Still Walking
- Hebrew 2008 1st edition of Still Walking
- Author: Yaky Yosha
- Original title: עוד אני הולך
- Cover artist: Miri Nishri
- Language: Hebrew
- Genre: Novel
- Publisher: Hakibutz Hameuchad, Tel-Aviv
- Publication date: March 2008
- Publication place: Israel
- Media type: Print (Paperback)
- Pages: 174 pp

= Od ani holeh =

2008 book by Yaky Yosha

Od ani holeh (עוד אני הולך) I Am Still Walking is a book and a film based on the book. It is from film director Yaky Yosha's first novel, published in Hebrew in March 2008. The novel was followed by a film based on the story. Production began in the summer of 2008 in Tel Aviv. According to Yosha: "Still Walking" is Shalom's older brother, and show the same youngsters pondering over the social and political state they live in, when they're a generation older. The film, following the book, will track them down when all is without hope."

==Plot summary==
The narrative takes place in Tel Aviv, at the dawn of the 2006 Lebanon War. Mickey, an ex–Special Forces officer, and ex-Shabak agent (Israeli Security Services), has spent the night in a casino, losing a fortune. Now, at 4 AM, Mickey is lying in a rainy, darken alley, having a severe heart attack.
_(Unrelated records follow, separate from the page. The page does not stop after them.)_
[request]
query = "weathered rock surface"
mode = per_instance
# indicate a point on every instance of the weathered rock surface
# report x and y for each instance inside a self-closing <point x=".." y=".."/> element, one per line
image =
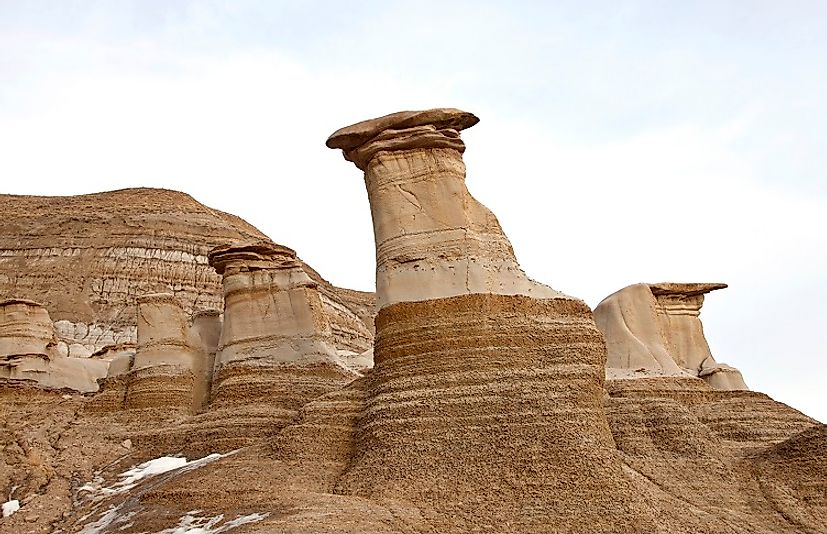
<point x="655" y="330"/>
<point x="486" y="410"/>
<point x="29" y="350"/>
<point x="88" y="257"/>
<point x="433" y="239"/>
While Mickey recovers, we find out that he is married to Laura, presently an alcoholic, and formerly—like most characters entangled in this story—a vivacious, beautiful and promising young individual. We also find out that Absalom, his son, both condemns and loves him, and that he is involved with Olga, a Russian immigrant and former prostitute. We find out that Mickey was shamefully released from his elite unit, for inappropriate compassion—sparing a young Arab terrorist, and later from the Shabak, for unjustified cruelty—killing an innocent Arab, father of six.

We follow Mickey as he discovers that his family, mistress, and brothers in arms cannot prevent him from sinking into the pit he dug for himself. We watch as Mickey struggles to compensate for his transgressions, while eluding the mafia goons that are after him for his gambling debts.